Later on stage Will confirmed to Phil it wasn’t a wig. Of course! How could a wign not by Richard Mawbey be so convincing?
The Whingers frequently found performers standing on their seats, sitting on their laps or drinking their wine. Flowers were distributed amongst the audience and keen to get into the spirit of the evening and to find their inner hippies, the Whingers immediately sported them in their own trim barnets.
Don’t whatever you do buy a programme to look at the bios as they are mostly like this:
Will Swenson has been in a bunch of shows, and feels that it is important to be good to people.

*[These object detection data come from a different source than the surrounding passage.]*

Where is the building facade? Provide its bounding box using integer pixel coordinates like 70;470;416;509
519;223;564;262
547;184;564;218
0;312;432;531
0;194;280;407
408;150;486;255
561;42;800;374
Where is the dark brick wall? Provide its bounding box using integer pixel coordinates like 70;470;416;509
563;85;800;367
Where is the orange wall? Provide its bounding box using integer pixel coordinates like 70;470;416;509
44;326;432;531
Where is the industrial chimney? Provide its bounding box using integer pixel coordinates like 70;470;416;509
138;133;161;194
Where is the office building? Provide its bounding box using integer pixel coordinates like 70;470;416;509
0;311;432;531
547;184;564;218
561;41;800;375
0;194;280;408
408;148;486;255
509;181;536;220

And whilst it’s refreshing not to have the kind of bio that Anthea Turner might require, this is a unique opportunity to see a Broadway cast on a London Stage. We’re up for seeing more of it. But for once we actually wanted to know who these talented people are not their star signs.
No wonder the seat prices are so high. In the spirit of the Broadway there’s over 3o producers, from New York’s Public Theatre (where it originated) to Cameron Mackintosh, listed in the programme. If it ever runs into profit they’ll probably need as many accountants to sort through that little lot.
Given how expensive it is we’re finding it hard to be generous.
* The Whingers are staying in a broom cupboard at The Paramount in New York. Privacy is out of the question. Phil’s seen enough gratuitous genitalia to last him a lifetime, thank you very much.